Diduga bahwa Sumber Pitu merupakan sungai bawah tanah mengingat banyaknya sumber dan debit air yang mengalir dari tebing. Debit air Terjun Sumber Pitu pernah diukur oleh Dinas Pengairan dengan volume sebesar 1200 L/detik.
Meskipun dikenal sebagai desa dengan anugerah potensi wisata air terjun Sumber Pitu yang sudah tercantum dalam peta Desa Duwet Krajan, namun kenyataan pahit harus dirasakan oleh masyarakat desa tersebut.
Kepala Desa Duwet Krajan, Mulyo Siswanto, mengungkapkan kenyataan pahit yang mereka hadapi setelah adanya kerja sama antara pemerintah daerah, yakni eksplorasi air terjun Sumber Pitu antara Pemkab Malang dan Pemkot Malang.
“Setelah eksplorasi air terjun Sumber Pitu oleh Perusahaan Daerah Air Minum di wilayah Pemkot Malang, masyarakat kami kini terbatas dalam beraktivitas di area air terjun Sumber Pitu. Keterbatasan ini mencakup pemanfaatan air untuk kebutuhan sehari-hari, kegiatan tradisional yang sudah disakralkan secara turun temurun, serta pemanfaatan air terjun sebagai lokasi wisata yang seharusnya bisa mendatangkan pemasukan ekonomi,” ujarnya saat ditemui di kantornya, Desa Duwet Krajan, Kecamatan Tumpang, Kabupaten Malang, Rabu pagi (30/10/2024).
Eksplorasi sumber mata air di Desa Duwet Krajan telah dilakukan tiga kali dalam kerja sama antara Pemda dan Pemkot Malang.
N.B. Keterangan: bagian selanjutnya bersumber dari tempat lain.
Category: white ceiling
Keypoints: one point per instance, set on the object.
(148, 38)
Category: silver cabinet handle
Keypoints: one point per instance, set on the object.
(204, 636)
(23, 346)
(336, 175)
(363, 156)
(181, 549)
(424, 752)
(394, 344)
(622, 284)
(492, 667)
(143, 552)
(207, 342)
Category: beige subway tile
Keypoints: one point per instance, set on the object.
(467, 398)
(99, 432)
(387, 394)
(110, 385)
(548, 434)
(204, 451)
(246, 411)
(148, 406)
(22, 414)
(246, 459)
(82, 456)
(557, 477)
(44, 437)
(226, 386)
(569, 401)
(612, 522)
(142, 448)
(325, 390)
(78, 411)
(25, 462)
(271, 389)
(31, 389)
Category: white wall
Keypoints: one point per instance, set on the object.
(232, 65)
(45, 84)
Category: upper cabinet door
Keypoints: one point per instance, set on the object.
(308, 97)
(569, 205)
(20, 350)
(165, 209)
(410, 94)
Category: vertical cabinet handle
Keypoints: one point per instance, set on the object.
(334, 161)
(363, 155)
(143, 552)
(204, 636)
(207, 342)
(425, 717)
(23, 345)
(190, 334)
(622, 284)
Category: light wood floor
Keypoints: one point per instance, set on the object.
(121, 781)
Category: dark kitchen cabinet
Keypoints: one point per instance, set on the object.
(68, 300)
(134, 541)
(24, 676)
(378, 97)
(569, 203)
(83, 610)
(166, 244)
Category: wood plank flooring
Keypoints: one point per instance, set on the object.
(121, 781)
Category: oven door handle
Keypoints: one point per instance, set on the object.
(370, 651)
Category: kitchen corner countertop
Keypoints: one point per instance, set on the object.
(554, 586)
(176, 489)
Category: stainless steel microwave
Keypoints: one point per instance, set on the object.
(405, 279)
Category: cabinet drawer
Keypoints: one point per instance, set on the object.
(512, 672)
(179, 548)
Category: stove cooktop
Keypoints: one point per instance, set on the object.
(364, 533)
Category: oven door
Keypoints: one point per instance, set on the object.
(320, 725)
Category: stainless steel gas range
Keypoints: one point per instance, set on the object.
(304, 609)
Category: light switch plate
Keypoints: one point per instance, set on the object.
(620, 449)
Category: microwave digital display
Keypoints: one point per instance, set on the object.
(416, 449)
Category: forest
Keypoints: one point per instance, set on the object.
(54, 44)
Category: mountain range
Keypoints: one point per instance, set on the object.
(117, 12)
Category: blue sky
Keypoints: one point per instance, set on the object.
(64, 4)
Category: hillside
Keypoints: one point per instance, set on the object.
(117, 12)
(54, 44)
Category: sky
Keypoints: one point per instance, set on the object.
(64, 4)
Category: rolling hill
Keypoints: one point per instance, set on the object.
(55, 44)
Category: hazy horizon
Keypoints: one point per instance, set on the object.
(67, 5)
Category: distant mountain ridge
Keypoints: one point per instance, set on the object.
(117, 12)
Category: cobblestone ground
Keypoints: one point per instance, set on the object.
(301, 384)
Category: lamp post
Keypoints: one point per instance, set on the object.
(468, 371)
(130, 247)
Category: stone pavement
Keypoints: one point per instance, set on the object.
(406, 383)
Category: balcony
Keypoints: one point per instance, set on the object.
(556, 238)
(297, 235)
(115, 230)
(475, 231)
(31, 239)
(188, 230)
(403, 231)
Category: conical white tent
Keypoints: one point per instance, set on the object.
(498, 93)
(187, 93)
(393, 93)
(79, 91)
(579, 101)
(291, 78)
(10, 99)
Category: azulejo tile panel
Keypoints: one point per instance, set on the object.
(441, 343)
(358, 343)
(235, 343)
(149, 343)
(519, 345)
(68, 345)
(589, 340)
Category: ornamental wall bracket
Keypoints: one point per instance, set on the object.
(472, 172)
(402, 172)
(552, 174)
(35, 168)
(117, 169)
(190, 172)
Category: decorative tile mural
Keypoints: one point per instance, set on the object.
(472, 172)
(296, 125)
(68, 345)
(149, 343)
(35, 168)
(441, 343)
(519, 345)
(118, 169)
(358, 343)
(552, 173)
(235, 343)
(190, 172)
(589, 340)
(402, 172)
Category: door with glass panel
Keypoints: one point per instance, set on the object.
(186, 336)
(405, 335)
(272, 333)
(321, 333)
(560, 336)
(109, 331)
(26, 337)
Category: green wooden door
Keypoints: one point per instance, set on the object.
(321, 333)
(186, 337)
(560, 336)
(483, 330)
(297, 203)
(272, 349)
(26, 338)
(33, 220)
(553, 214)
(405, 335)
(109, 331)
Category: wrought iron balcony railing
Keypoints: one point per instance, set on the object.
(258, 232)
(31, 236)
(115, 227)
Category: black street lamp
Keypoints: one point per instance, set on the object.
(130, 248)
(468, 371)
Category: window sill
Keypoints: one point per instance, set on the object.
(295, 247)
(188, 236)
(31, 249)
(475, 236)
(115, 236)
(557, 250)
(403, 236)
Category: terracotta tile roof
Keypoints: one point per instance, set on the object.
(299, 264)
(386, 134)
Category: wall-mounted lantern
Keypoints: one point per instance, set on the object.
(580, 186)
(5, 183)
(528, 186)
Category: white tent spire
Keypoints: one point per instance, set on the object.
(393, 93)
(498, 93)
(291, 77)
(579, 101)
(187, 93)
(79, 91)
Namun, hingga saat ini belum ada kontribusi nyata bagi pembangunan di Desa Duwet Krajan.
“Tiga kali telah dilakukan eksplorasi sumber air di Desa Duwet Krajan, yaitu Sumber Pelus pada tahun 1980, Sumber Jengglong pada tahun 2000, dan Sumber Pitu pada tahun 2017. Namun, hingga saat ini belum ada kontribusi apa pun dari kerja sama antara Pemda dan Pemkot Malang kepada desa kami,” ungkapnya.
Sementara itu, Desa Duwet Krajan memiliki Tanah Kas Desa (TKD) seluas 8.000 meter persegi, tetapi dengan kondisi tanah yang curam dan tandus sehingga tidak bisa dimanfaatkan untuk pertanian.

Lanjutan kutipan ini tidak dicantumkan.